Croatia consigned a poor start to their UEFA EURO 2004™ qualifying campaign to the past by overwhelming Belgium 4-0 in Zagreb. A goal from Darijo Srna at the start of the first half and another from Dado Pršo early in the second proved decisive in a thoroughly one-sided encounter.
With Bulgaria out in front in Group 8 on nine points and Belgium second, where they remained despite the defeat, Croatia desperately needed victory to get back on track. The retirement of Davor Šuker, Zvonimir Boban and Robert Prosinečki has left a massive gap but Otto Baric’s side, who went into the game with just a point after a draw in their opener against Estonia, finally found their personality against Belgium.
The visitors’ initial poise was shattered when Srna opened the scoring in the ninth minute, arrowing in a shot from an acute angle when Belgium goalkeeper Franky Vandendriessche expected a cross. The goal served to soothe the tempestuous home fans, who were delighted to see Croatia rediscover their rhythm.
Striker Dado Pršo almost increased the lead soon after when he steered a header just wide, just before Wesley Sonck went close for the away side in the 18th minute, opening up the inside left channel but blasting straight at goalkeeper Stipe Pletikosa.

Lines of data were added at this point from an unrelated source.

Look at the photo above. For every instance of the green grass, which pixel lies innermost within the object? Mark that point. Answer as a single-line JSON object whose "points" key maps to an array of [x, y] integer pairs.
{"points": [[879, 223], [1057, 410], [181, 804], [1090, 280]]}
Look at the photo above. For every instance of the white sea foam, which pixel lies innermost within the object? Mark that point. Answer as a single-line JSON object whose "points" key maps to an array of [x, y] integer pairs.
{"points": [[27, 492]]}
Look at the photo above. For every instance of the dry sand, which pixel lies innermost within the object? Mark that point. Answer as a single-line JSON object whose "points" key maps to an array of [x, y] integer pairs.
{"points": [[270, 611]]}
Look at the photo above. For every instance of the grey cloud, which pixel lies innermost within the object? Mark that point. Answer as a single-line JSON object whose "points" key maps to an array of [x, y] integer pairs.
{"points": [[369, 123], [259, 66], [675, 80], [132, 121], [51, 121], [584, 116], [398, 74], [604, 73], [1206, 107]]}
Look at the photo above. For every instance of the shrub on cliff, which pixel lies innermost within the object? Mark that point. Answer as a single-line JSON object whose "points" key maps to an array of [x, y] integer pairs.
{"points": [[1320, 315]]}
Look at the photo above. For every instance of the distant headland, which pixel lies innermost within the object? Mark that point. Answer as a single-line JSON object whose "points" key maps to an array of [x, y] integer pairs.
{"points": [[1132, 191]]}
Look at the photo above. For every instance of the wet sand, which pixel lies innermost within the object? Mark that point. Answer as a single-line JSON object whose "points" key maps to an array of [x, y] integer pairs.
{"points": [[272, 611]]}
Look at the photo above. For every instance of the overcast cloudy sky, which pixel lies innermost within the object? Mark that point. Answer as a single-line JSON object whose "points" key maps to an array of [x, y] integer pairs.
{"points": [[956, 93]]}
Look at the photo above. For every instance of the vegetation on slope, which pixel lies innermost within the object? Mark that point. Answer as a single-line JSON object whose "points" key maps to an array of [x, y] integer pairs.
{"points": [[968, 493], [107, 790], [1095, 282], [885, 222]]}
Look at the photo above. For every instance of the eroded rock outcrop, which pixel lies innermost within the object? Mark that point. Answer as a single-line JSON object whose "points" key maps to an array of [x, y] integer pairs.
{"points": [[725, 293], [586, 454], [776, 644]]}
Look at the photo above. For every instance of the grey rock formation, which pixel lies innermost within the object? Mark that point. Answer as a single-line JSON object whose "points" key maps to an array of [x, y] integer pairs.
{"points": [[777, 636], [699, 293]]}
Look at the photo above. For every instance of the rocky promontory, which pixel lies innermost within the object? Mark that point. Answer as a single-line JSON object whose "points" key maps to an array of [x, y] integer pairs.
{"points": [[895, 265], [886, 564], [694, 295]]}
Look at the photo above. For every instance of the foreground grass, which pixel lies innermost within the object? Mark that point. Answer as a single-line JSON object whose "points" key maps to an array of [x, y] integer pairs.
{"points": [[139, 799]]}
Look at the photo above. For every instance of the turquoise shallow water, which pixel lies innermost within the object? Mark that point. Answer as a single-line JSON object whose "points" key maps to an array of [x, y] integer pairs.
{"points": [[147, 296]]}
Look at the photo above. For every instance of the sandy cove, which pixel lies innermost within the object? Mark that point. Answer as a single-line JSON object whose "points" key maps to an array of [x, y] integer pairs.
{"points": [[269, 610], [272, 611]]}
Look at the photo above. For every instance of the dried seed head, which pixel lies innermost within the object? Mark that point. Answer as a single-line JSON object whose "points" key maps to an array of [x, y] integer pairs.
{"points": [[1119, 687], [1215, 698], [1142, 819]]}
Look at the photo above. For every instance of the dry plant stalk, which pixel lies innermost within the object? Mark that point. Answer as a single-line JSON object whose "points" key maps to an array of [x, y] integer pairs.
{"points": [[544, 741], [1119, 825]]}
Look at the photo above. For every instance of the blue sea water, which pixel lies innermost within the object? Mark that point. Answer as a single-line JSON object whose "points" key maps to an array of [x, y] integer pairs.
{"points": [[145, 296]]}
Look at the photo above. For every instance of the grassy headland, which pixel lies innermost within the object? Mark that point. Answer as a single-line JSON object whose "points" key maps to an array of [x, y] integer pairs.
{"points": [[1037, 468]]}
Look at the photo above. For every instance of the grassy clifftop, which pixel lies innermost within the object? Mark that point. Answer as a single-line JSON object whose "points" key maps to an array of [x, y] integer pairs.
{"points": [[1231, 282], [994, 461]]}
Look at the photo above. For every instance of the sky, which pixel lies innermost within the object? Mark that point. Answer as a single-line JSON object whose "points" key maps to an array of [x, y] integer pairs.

From there on, however, any more goals were going to be Croatian and Tomislav Maric should have put himself on the scoresheet just before the break but headed wide after a corner from the left. Belgium, sorely missing the creative influence of retired playmaker Marc Wilmots, were short of ideas up front.
Pršo, who has hit six goals in ten games for AS Monaco FC this season, doubled the lead in the 53rd minute, nodding Milan Rapaic’s clipped pass from deep just past the despairing grasp of Vandendriessche. Any hope Belgium had of clawing themselves back into contention evaporated when their out-of-sorts defence was breached for the third time in the 71st minute. Tomislav Maric met Rapaic’s pinpoint cross with a powerful and accurate downward header to make it 3-0.
When substitute Jerko Leko glided into the box in the 76th minute, turning his marker inside out before shooting unerringly into the far corner, the home faithful had even more reason to be cheerful. The performance of their rejuvenated side had been dominant and composed from the off and had Maric finished off from close range in the dying minutes it could easily have been 5-0.
"I am very pleased," said Baric after the match. "We looked long and hard for our best team but we have found it. We defeated a powerful opponent. Belgium were better than us in the first 30 or so minutes but this squad proved their worth. I am lucky to have these players - all 14 of them played brilliantly. We have another match now, and we will not lose too much time celebrating. The game against Andorra on Wednesday is just as important as this one."
"Croatia scored in the worst moments of the match for us," concluded Belgium coach Aimé Antheunis. "They gained the psychological advantage. After the first goal we managed to keep playing well, but the second goal was too much. The Croatian team showed great composure and maturity."